The most powerful challenges to status quo normalcy, after 1917, then after 1945, were finally smashed, partly owing to mistakes and some false (also bloodstained) detours taken by those challengers, but more basically because the forces of status quo normalcy were much stronger, thanks to key geographical and historical advantages but also due to the giant attacks against the proponents of change – the devastating invasions of 1919-1923 and especially that which ended 75 years ago, the threat of a new, atomic missile attack but finally to the deft use of the mighty weapon of consumer demand or consumerism – as described above.
This total defeat thirty years ago has been used ever since to refute every criticism of a status quo based on greedy profit and poverty, every hope for genuine change with fingers pointing to the demise of 1989-1993 as proof of its eternal incapability. The media developed this into hard and fast formulas; in Germany, hardly a day goes by without TV insisting in a hundred sly ways how terribly we all lived in the GDR. Balancing voices find no microphones. China’s sins are detailed almost daily in the media, but rarely the fact that hundreds of millions there have been raised from abject poverty and that China, after its early, hopefully lasting success in combatting corona 19, has offered and provided help to so many others. Countless Italians, ignored in their pleas for help from their European Union brethren, are grateful for Chinese shipments and for the brave Cuban medical teams which came to their aid, and in so many countries. The media, almost unanimously, take no notice.
No, news of such facts and troublesome doubts are unwelcome. And yet some voices are calling for good long looks at a status quo normalcy which has failed so many and now faces a possibly catastrophic recession.
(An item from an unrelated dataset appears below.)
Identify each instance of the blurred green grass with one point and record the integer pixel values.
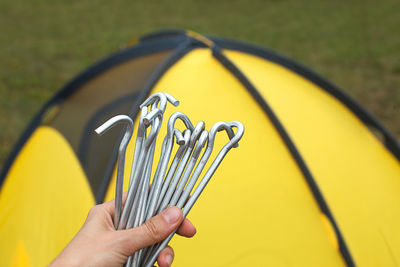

In a sharply critical article, Hans Modrow, the last minister president of the GDR before its downfall, and now head of the Seniors’ Council of the LINKE party, called on his party and all leftist parties not only to analyze and criticize social struggles, globalization, the shape of democracy and political leadership, but to offer tactical and strategical alternatives, drawing upon past and present experience. “This must encourage the European Left to free itself from any accommodation with the capitalist system and formulate the goal of a socialist world!” His was a daring call not for adventurism but for wise, calculated analysis and then action to overcome the status quo. Will anything come of such calls?